Calculate: a) The work done by the pump. b) The power of the pump. (Take $g = 10 \text{ m/s}^2$).
Solution: a)
Work done (W): The force required to lift the water is its weight: $F = mg = 200 \times 10 = 2000 \text{ N}$. The displacement (height) is $d = h = 15 \text{ m}$. Work done = Force × displacement = $Fh = 2000 \times 15 = 30000 \text{ J}$. b)
Power (P): Power = $\frac{\text{Work done}}{\text{Time taken}} = \frac{30000 \text{ J}}{30 \text{ s}} = 1000 \text{ W}$.
Therefore, the work done by the pump is 30,000 J, and its power is 1,000 W.
Vehicle Dynamics and Road Safety in Nigeria: Application: The principles of momentum and impulse are crucial in understanding car collisions, common in Nigeria. Airbags and crumple zones in vehicles are designed to increase the time of impact during a crash (increasing $\Delta t$), thereby reducing the average force ($F = I/\Delta t$) on occupants and minimizing injuries. Seatbelts restrain occupants, making them decelerate with the car rather than flying forward due to inertia.
Integration: Discuss statistics of road accidents in Nigeria. Task students to research how vehicle design incorporates dynamic principles for safety. Connect to the duties of Federal Road Safety Corps (FRSC).
Sports and Physical Education: Application: Projectile motion is evident in many sports popular in Nigeria, such as football (soccer), basketball, javelin throw, and shot put. Athletes use their understanding (often intuitive) of initial velocity and angle of projection to maximize range (e.g., a long pass in football) or height (e.g., a high jump or a shot put). Newton's laws explain why a player exerts force to kick a ball (F=ma) and the reaction force from the ground enables running.

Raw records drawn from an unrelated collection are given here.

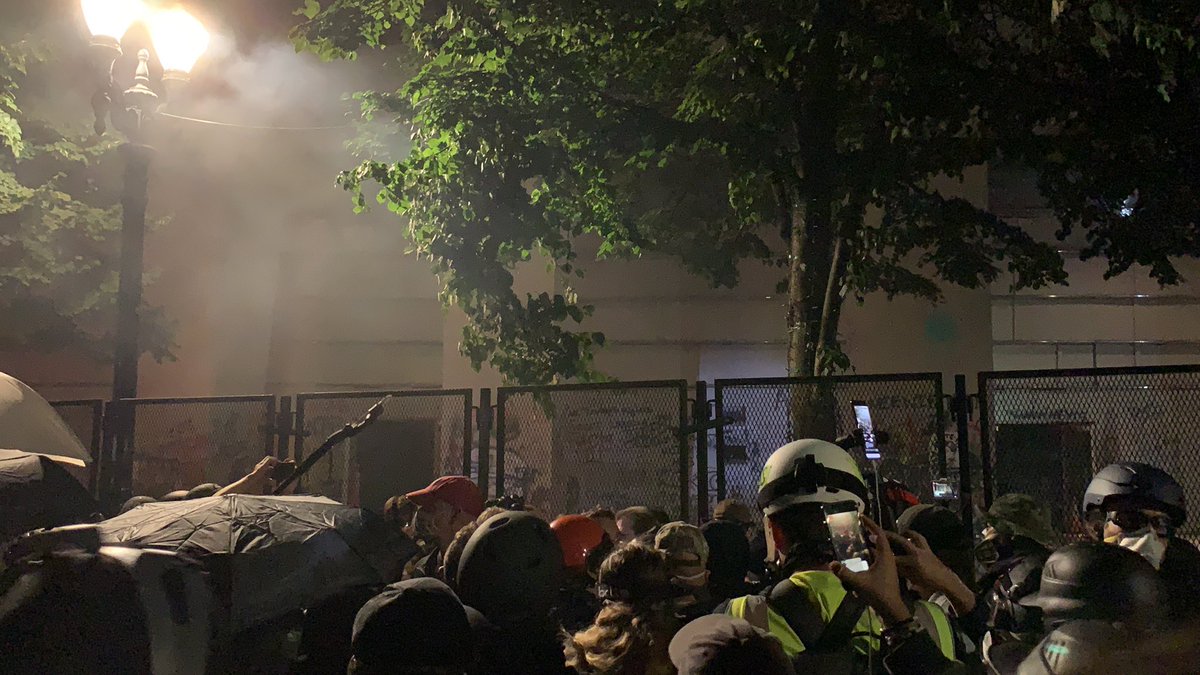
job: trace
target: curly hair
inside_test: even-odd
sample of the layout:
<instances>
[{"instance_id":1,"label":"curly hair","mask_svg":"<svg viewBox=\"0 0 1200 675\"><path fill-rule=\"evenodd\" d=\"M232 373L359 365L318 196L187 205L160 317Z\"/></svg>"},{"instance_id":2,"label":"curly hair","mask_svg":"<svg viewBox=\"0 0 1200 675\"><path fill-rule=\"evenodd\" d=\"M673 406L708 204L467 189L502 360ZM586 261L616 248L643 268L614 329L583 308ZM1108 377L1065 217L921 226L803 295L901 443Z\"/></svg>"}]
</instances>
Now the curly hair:
<instances>
[{"instance_id":1,"label":"curly hair","mask_svg":"<svg viewBox=\"0 0 1200 675\"><path fill-rule=\"evenodd\" d=\"M662 551L628 544L600 566L608 602L588 628L568 635L566 665L581 675L647 675L670 667L673 617L662 601L671 577Z\"/></svg>"}]
</instances>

Integration: Analyze video clips of Nigerian athletes in action. Students can calculate the theoretical range or height for a given kick/throw if initial conditions are estimated. Relate to coaching techniques for optimal performance. Engineering and Construction in Local Contexts: Application: When building structures (houses, bridges, water towers) or designing equipment, engineers apply Newton's Laws and principles of work, energy, and power. For instance, calculating the forces on a roof (weight, wind pressure) or determining the power needed for a crane to lift heavy construction materials (e.g., cement blocks, steel beams) to various heights. Designing ramps for accessibility or for moving goods in markets (inclined planes) requires understanding friction and gravity.
Integration: Field trip (or virtual tour) to a local construction site or a manufacturing plant (e.g., a small-scale agro-processing factory). Discuss how different forces are managed in a "pure water" sachet factory or a cassava processing plant. This can inspire interest in vocational and engineering careers.